Crimean-Congo hemorrhagic fever (CCHF) is caused by infection with a tick-borne virus, a Nairovirus in the family Bunyaviridae. Wageningen Bioveterinary Research conducts research on this disease.
The disease was first characterized in the Crimea in 1944. It was then later recognized in 1969 as the cause of illness in the Congo, thus resulting in the current name of the disease. Evidence of CCHF virus has been found in Africa, Asia, the Middle East and Eastern Europe.
Transmission through ticks
Ticks of the genus, Hyalomma, particularly Hyalomma marginatum are believed to be both a reservoir and a vector for the CCHF virus. The virus has been found in other Ixodid (hard) ticks although it is not clear whether they are able to transmit the virus.
Antibodies have been found in numerous wild and domestic animal species, such as cattle, goats, sheep and hares, which may serve as amplifying hosts for the virus.

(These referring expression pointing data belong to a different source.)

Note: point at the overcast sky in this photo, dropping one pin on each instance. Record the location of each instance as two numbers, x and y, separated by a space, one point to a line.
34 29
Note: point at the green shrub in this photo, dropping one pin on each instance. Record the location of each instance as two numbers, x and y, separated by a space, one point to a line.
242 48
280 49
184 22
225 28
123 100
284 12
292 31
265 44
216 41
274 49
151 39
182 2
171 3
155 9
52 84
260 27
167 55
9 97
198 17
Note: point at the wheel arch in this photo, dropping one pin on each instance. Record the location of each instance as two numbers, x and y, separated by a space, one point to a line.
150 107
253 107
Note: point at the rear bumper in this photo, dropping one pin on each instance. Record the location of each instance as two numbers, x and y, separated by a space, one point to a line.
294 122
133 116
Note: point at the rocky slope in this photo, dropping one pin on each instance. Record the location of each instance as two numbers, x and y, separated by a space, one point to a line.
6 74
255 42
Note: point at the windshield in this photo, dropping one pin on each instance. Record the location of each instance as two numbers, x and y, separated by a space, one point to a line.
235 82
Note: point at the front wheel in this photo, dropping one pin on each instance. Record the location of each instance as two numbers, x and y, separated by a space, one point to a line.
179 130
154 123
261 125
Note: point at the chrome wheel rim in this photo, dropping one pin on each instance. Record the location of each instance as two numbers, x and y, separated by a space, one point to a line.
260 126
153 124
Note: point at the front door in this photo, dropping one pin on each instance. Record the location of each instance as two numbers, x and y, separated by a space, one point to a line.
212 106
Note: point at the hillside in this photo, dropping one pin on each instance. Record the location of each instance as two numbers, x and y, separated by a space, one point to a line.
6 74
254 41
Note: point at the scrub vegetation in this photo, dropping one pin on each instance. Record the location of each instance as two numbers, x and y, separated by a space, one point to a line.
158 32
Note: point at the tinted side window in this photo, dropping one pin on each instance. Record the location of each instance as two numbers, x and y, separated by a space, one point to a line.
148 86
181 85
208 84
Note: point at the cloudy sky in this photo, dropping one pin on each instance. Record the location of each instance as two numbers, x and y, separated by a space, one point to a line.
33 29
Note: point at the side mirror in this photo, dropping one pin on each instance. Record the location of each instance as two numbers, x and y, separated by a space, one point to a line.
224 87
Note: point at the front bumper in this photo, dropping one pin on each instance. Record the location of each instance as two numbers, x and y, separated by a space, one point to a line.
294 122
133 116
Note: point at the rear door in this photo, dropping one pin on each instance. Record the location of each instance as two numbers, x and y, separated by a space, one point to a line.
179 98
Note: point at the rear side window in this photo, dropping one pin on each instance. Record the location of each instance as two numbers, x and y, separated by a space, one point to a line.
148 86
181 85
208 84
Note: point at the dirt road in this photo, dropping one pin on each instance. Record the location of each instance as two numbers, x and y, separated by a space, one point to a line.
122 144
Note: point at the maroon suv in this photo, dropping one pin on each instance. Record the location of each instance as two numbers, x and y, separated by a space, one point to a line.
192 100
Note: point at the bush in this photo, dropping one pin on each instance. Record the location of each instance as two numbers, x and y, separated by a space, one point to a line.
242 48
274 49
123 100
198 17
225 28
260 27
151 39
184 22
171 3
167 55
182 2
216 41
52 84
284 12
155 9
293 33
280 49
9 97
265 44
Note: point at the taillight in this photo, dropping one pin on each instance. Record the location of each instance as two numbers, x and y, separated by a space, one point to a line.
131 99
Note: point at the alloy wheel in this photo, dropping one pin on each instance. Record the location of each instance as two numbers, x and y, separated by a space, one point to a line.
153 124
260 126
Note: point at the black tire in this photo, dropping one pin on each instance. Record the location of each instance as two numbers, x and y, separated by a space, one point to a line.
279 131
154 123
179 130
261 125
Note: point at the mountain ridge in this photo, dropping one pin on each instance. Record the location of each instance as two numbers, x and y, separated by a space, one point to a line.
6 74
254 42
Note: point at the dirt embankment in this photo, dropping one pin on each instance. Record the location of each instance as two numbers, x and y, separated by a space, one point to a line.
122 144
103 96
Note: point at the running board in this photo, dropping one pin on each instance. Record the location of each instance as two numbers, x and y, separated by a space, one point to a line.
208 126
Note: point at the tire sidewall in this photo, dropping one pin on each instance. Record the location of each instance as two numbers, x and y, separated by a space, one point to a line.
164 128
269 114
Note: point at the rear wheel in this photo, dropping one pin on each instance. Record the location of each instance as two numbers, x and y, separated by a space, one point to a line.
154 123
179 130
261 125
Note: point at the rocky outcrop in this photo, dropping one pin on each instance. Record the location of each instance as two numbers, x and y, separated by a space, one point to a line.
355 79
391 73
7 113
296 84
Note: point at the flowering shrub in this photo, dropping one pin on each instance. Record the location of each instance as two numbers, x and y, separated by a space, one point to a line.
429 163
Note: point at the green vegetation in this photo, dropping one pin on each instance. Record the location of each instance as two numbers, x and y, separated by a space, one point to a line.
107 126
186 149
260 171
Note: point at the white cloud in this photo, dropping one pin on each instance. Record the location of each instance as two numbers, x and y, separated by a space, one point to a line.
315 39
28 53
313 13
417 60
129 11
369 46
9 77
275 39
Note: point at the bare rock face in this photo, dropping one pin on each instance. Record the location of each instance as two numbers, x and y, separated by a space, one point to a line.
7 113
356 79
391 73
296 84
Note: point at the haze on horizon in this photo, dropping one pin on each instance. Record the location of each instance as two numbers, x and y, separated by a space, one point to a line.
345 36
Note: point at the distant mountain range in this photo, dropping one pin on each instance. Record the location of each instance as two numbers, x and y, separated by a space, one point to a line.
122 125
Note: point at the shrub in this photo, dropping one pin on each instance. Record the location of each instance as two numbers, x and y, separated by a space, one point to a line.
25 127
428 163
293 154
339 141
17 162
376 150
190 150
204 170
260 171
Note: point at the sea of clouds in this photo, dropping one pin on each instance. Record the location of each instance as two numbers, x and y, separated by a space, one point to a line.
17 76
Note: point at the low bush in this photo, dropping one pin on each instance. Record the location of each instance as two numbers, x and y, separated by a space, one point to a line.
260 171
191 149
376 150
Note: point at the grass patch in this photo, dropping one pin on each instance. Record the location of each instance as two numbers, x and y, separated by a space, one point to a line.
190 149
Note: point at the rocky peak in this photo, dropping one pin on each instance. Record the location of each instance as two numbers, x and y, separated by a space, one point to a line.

The disease can affect humans
Sporadic cases and outbreaks of Crimean-Congo hemorrhagic fever affecting humans do occur. Transmission to humans occurs through contact with infected blood or ticks. CCHF can be transmitted from one infected human to another by contact with infectious blood or body fluids. CCHF is a severe disease in humans, with a high mortality rate. Fortunately, human illness occurs infrequently, although animal infection may be more common.
The onset of CCHF is sudden, with initial signs and symptoms including headache, high fever, back pain, joint pain, stomach pain, red eyes, and vomiting. As the illness progresses, large areas of severe bruising, and severe nosebleeds can be seen.